Real-Time Data Streaming in Microsoft Fabric Eventhouse
When Microsoft Fabric Eventstream writes data into a Fabric Eventhouse, then this time the behaviour is generally considered real-time. Since Microsoft Eventhouse is a streaming-native engine, and time-series analytics platform, it does not need parquet micro-batching, delta commits and file optimisation cycles. The incoming data is streamed directly into ingestion buffers, indexed rapidly and made queryable almost immediately. In most Fabric IoT scenarios we have IoT Device → IoT Hub → Eventstream → Eventhouse, which is queryable in seconds. If there is some latency, it is 1-2 seconds under light load and 3-5 seconds under moderate load.
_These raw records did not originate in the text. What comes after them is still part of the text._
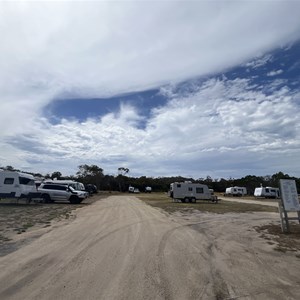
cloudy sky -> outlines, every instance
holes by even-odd
[[[0,166],[300,177],[300,1],[1,1],[0,39]]]

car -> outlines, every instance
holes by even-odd
[[[86,198],[86,192],[76,191],[69,185],[42,183],[38,191],[46,203],[69,201],[71,204],[79,204]]]
[[[138,193],[140,192],[140,190],[139,190],[139,189],[134,189],[133,192],[134,192],[135,194],[138,194]]]
[[[94,184],[86,184],[86,185],[85,185],[85,190],[86,190],[90,195],[98,193],[97,186],[94,185]]]

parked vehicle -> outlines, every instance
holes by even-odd
[[[197,200],[208,200],[218,202],[218,197],[209,190],[207,185],[189,181],[171,183],[169,195],[173,198],[173,201],[196,202]]]
[[[146,186],[145,187],[145,193],[151,193],[152,192],[152,187],[151,186]]]
[[[247,189],[241,186],[228,187],[225,191],[225,196],[245,196]]]
[[[264,197],[264,198],[280,198],[279,188],[274,187],[258,187],[254,190],[255,197]]]
[[[139,193],[140,193],[140,190],[139,190],[139,189],[134,189],[133,192],[134,192],[135,194],[139,194]]]
[[[76,191],[70,185],[42,183],[38,190],[46,203],[69,201],[72,204],[79,204],[86,198],[85,192]]]
[[[75,191],[81,191],[84,192],[85,196],[87,197],[89,193],[85,190],[85,186],[83,183],[74,181],[74,180],[52,180],[52,179],[46,179],[43,181],[43,183],[47,184],[61,184],[61,185],[67,185],[71,186]]]
[[[39,196],[32,175],[14,171],[0,171],[0,198],[25,198],[30,202]]]
[[[130,185],[130,186],[128,187],[128,192],[129,192],[129,193],[134,193],[134,189],[135,189],[135,188],[134,188],[133,186]]]
[[[86,190],[90,195],[98,193],[97,186],[94,185],[94,184],[86,184],[86,185],[85,185],[85,190]]]

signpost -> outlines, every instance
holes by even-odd
[[[281,201],[278,202],[282,232],[290,232],[289,220],[300,223],[300,204],[295,180],[280,179]],[[289,217],[288,212],[296,212],[297,217]]]

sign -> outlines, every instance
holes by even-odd
[[[280,190],[285,211],[300,211],[295,180],[280,179]]]

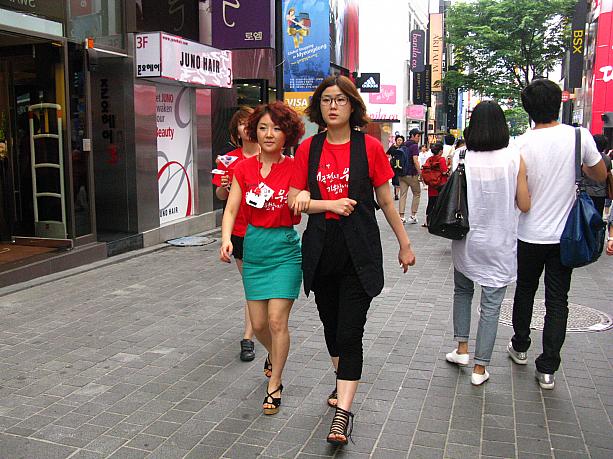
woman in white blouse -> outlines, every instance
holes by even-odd
[[[500,305],[507,285],[517,276],[517,222],[528,212],[526,166],[519,150],[509,146],[509,128],[494,101],[478,104],[465,130],[466,184],[470,231],[453,241],[453,334],[458,347],[447,361],[468,365],[471,302],[474,283],[481,286],[479,328],[471,382],[483,384],[496,340]],[[459,157],[454,157],[454,168]]]

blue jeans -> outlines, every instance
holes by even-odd
[[[468,341],[470,335],[470,305],[473,300],[475,286],[473,281],[460,271],[453,270],[453,337],[456,341]],[[475,344],[475,365],[487,366],[492,359],[492,350],[496,333],[498,332],[498,316],[500,305],[504,299],[507,287],[481,286],[481,313]]]

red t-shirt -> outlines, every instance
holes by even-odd
[[[232,183],[232,178],[234,177],[234,169],[236,166],[245,159],[243,155],[243,149],[237,148],[236,150],[232,150],[227,156],[236,156],[234,162],[230,163],[227,167],[221,161],[217,162],[217,169],[221,171],[226,171],[228,175],[229,183]],[[220,187],[221,186],[221,177],[222,174],[213,174],[213,185]],[[247,232],[247,218],[245,217],[245,203],[241,202],[241,206],[238,209],[238,214],[236,215],[236,221],[234,222],[234,229],[232,230],[232,234],[239,237],[244,237]]]
[[[234,177],[241,187],[243,195],[241,206],[245,209],[248,224],[262,228],[279,228],[300,223],[300,215],[294,216],[294,212],[287,205],[294,158],[289,156],[283,158],[280,163],[272,165],[272,169],[266,178],[263,178],[260,173],[261,164],[258,156],[241,161],[234,169]],[[273,190],[273,194],[266,201],[264,207],[258,209],[246,203],[245,195],[249,191],[258,193],[259,185],[262,182]]]
[[[431,158],[432,159],[430,159],[430,161],[434,161],[435,160],[434,156],[432,156]],[[448,170],[447,169],[447,159],[443,158],[443,156],[441,155],[441,156],[438,157],[438,160],[439,160],[439,163],[441,164],[441,172],[443,174],[445,174],[445,175],[443,175],[443,178],[441,179],[441,184],[438,187],[438,188],[442,188],[443,185],[445,183],[447,183],[447,179],[448,179],[448,177],[446,175],[447,174],[447,170]],[[429,186],[428,187],[428,196],[438,196],[438,189],[433,187],[433,186]]]
[[[309,149],[311,140],[309,137],[300,144],[296,150],[296,160],[294,161],[294,174],[290,186],[298,190],[308,189],[309,174]],[[374,137],[366,134],[366,156],[368,158],[368,176],[373,187],[383,185],[394,176],[394,171],[383,146]],[[317,181],[321,199],[336,200],[348,197],[349,194],[349,158],[350,142],[343,144],[330,144],[326,139],[321,151],[319,169],[317,170]],[[333,212],[326,212],[327,219],[339,220],[340,216]]]

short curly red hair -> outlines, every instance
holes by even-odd
[[[252,142],[258,141],[257,127],[264,115],[270,115],[273,123],[281,128],[285,134],[285,146],[293,147],[304,135],[304,123],[291,107],[277,100],[270,104],[258,105],[255,111],[249,115],[245,132]]]

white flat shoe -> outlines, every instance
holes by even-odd
[[[488,379],[490,379],[490,374],[487,372],[487,370],[485,370],[485,373],[483,373],[482,375],[480,375],[479,373],[473,373],[470,376],[470,382],[473,386],[480,386]]]
[[[456,365],[466,366],[468,365],[468,361],[470,360],[469,354],[458,354],[458,350],[454,349],[453,351],[445,354],[445,358],[447,362],[455,363]]]

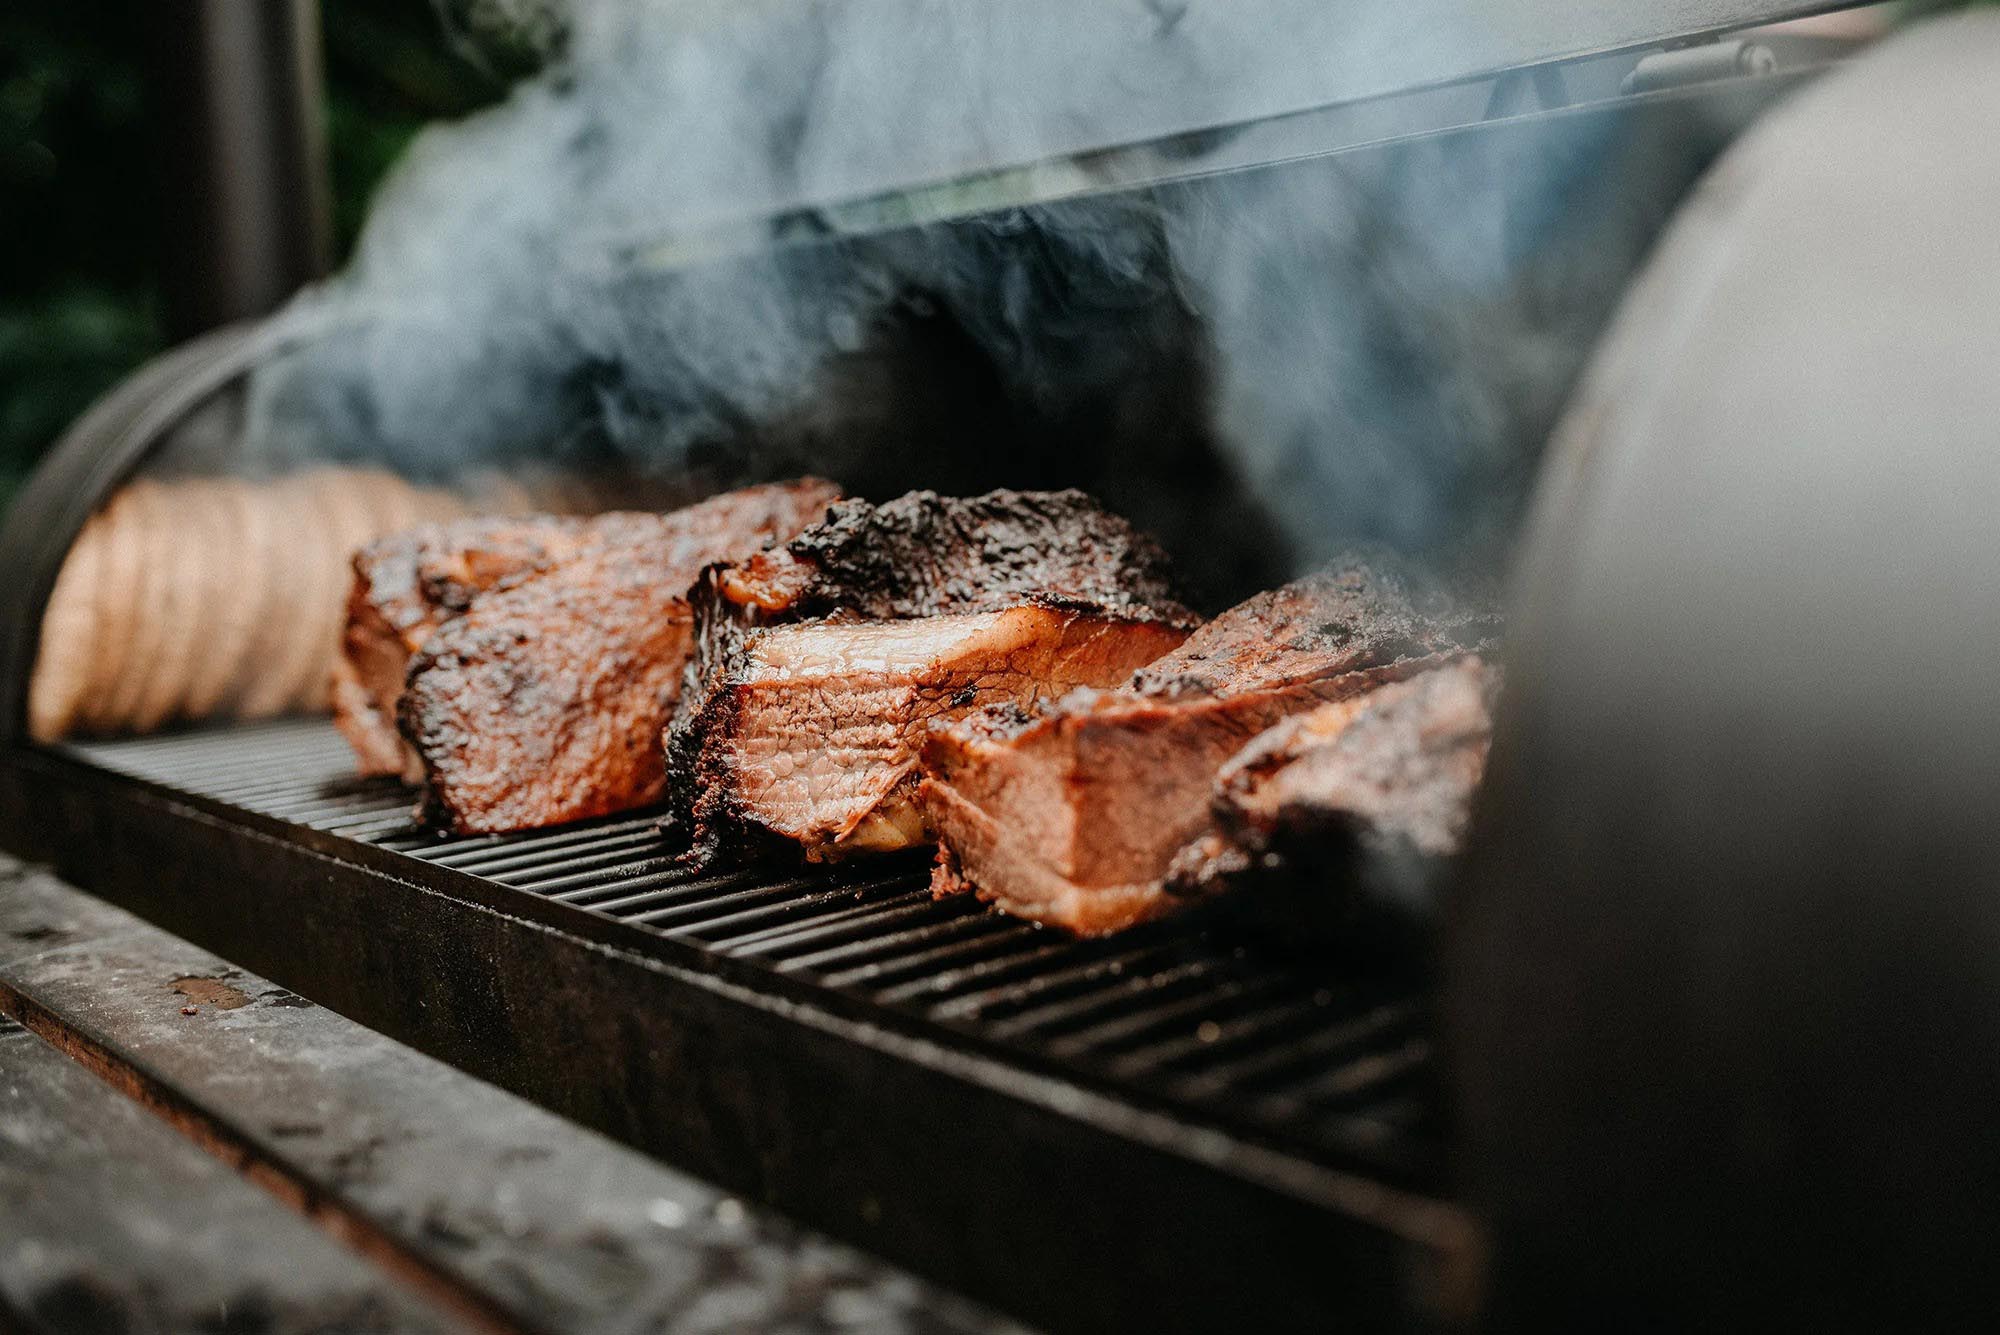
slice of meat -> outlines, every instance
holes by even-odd
[[[688,586],[796,534],[838,494],[808,479],[670,514],[468,528],[456,545],[438,541],[447,528],[414,554],[378,549],[362,563],[374,620],[356,618],[377,657],[350,649],[349,663],[376,690],[408,656],[393,709],[425,817],[490,833],[657,800],[660,729],[693,640]]]
[[[347,627],[333,671],[333,721],[363,774],[423,779],[421,758],[396,729],[396,705],[410,659],[431,633],[462,615],[473,595],[550,569],[601,527],[556,515],[460,519],[410,529],[354,554]]]
[[[1499,682],[1464,658],[1270,729],[1222,767],[1216,829],[1175,858],[1169,888],[1287,891],[1333,921],[1421,916],[1464,841]]]
[[[700,857],[927,842],[912,805],[927,724],[1126,680],[1195,624],[1160,550],[1073,491],[843,502],[691,597],[698,648],[667,750]]]
[[[933,728],[917,799],[942,844],[933,887],[1085,935],[1167,913],[1169,864],[1210,832],[1216,774],[1246,742],[1492,629],[1348,559],[1225,612],[1125,689]]]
Using KQL Database for Real-Time Analytics in Microsoft Fabric Eventhouse
When we create a Microsoft Fabric Eventhouse, it gets deployed into the platform with a built-in KQL Database inside it. The KQL Database is the place where tables live, streaming events are stored, KQL queries execute and retention policies are applied. The KQL Database is where real-time analytics happens.
A good way to explain the relationship between the two is: the Eventhouse is the container/platform for real-time analytics, while the KQL Database is the actual database engine inside it where the streaming data is stored and queried. As a simple analogy, think of the Eventhouse as the SQL Server instance and the KQL Database as the individual database. The KQL Database can be queried in both KQL and SQL, thus making it comfortable for users to choose their preferred programming language.
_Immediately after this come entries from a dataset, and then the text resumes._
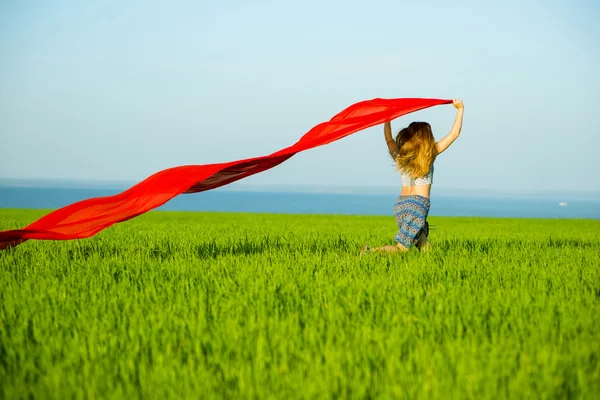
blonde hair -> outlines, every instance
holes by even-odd
[[[438,155],[431,126],[427,122],[413,122],[396,135],[394,161],[398,170],[413,178],[421,178],[429,172]]]

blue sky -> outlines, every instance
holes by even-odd
[[[374,97],[460,97],[434,186],[600,190],[600,5],[4,1],[0,177],[138,181],[269,154]],[[441,138],[454,108],[426,120]],[[248,184],[399,187],[382,127]]]

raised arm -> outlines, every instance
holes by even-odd
[[[386,122],[383,125],[383,134],[385,135],[385,142],[387,143],[390,155],[392,157],[396,157],[398,148],[396,146],[396,141],[392,137],[392,123],[390,121]]]
[[[438,154],[450,147],[450,145],[458,138],[460,135],[460,130],[462,129],[463,113],[465,110],[463,102],[460,99],[454,99],[452,104],[454,104],[454,107],[456,107],[456,119],[454,120],[454,125],[452,125],[450,133],[448,133],[435,144]]]

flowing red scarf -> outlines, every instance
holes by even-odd
[[[70,240],[159,207],[182,193],[227,185],[281,164],[296,153],[322,146],[355,132],[424,108],[451,103],[438,99],[373,99],[351,105],[308,131],[298,142],[268,156],[221,164],[185,165],[159,171],[126,191],[79,201],[47,214],[23,229],[0,232],[0,250],[29,239]]]

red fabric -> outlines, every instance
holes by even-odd
[[[214,189],[281,164],[294,154],[322,146],[417,110],[451,103],[438,99],[373,99],[351,105],[320,123],[298,142],[268,156],[221,164],[186,165],[157,172],[126,191],[79,201],[51,212],[23,229],[0,232],[0,250],[29,239],[69,240],[103,229],[165,204],[182,193]]]

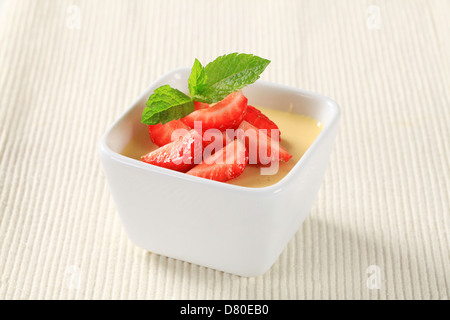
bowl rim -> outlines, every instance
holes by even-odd
[[[139,168],[148,172],[154,172],[154,173],[160,173],[164,175],[169,175],[173,178],[178,178],[182,180],[186,180],[192,183],[201,183],[205,186],[211,187],[211,188],[225,188],[229,191],[238,191],[238,192],[247,192],[249,194],[255,194],[260,195],[261,193],[278,193],[282,189],[286,187],[286,185],[290,184],[290,182],[293,180],[292,177],[297,174],[297,172],[300,171],[300,169],[303,167],[303,163],[307,162],[308,159],[311,157],[311,153],[314,152],[314,150],[317,148],[318,145],[324,141],[327,136],[332,134],[332,127],[334,125],[337,125],[338,120],[341,116],[341,111],[338,106],[338,104],[319,93],[298,89],[295,87],[272,83],[269,81],[258,79],[253,85],[265,85],[273,87],[274,89],[284,90],[284,91],[292,91],[296,93],[301,93],[302,95],[309,96],[313,99],[319,99],[319,100],[325,100],[327,102],[327,105],[329,107],[329,113],[331,114],[330,121],[327,125],[324,125],[322,131],[319,133],[317,138],[313,141],[313,143],[309,146],[309,148],[306,150],[306,152],[303,154],[303,156],[297,161],[297,163],[292,167],[292,169],[284,176],[280,181],[269,185],[265,187],[255,188],[255,187],[245,187],[245,186],[239,186],[234,184],[228,184],[220,181],[214,181],[210,179],[200,178],[196,176],[187,175],[183,172],[174,171],[167,168],[162,168],[158,166],[149,165],[148,163],[144,163],[142,161],[129,158],[127,156],[124,156],[116,151],[113,151],[107,144],[107,140],[111,132],[114,130],[114,128],[125,118],[128,114],[130,114],[136,107],[138,107],[138,104],[141,100],[148,98],[150,94],[152,94],[153,90],[156,89],[156,85],[160,82],[164,81],[165,79],[173,76],[173,74],[180,73],[180,72],[189,72],[190,68],[177,68],[173,69],[162,76],[160,76],[158,79],[156,79],[150,86],[148,86],[142,94],[139,95],[138,98],[136,98],[128,107],[127,109],[122,112],[122,114],[108,127],[108,129],[105,131],[105,133],[102,135],[100,142],[99,142],[99,153],[100,155],[108,156],[109,158],[113,159],[116,162],[120,162],[126,166],[131,166],[135,168]]]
Real-Time Reporting and Dashboard in Microsoft Fabric
When the streaming data successfully lands in the KQL Database, we can create an IoT Dashboard directly in Microsoft Fabric by getting the data from the KQL Database, running queries and displaying the results as visuals.
We can also set up alerts that could send us a notification when a certain threshold has been exceeded.
In Power BI, we can connect to the KQL Database as well, transform the data and prepare insightful reports for the stakeholders.
Conclusion
Overall, Microsoft Fabric provides a modern, scalable, and efficient platform for capturing, processing, and reporting real-time IoT data using a predominantly low-code and no-code approach.
Through the integration of Azure IoT Hub, Fabric Eventstream, Lakehouse, Eventhouse, and KQL Database capabilities, the client can establish an end-to-end real-time analytics architecture capable of supporting both operational monitoring and long-term analytical workloads.
This architecture demonstrates how Microsoft Fabric enables organisations to build scalable real-time IoT analytics platforms that combine streaming analytics, operational monitoring, and enterprise reporting within a unified SaaS environment.
Frequently Asked Questions
What is Microsoft Fabric Eventstream?
Microsoft Fabric Eventstream is a real-time data ingestion and routing capability used to process streaming data from sources such as Azure IoT Hub.
What is the difference between Eventhouse and Lakehouse in Microsoft Fabric?
Eventhouse is optimised for real-time streaming analytics and low-latency querying, while Lakehouse is designed for historical analytics and large-scale BI workloads.
Can Microsoft Fabric support real-time IoT analytics?
Yes. Microsoft Fabric supports real-time IoT analytics through Azure IoT Hub integration, Eventstream, Eventhouse, KQL Database, and Power BI dashboards.
Why use Microsoft Fabric for IoT reporting?
Microsoft Fabric provides an integrated SaaS platform that combines real-time analytics, data engineering, streaming ingestion, and Power BI reporting within a single environment.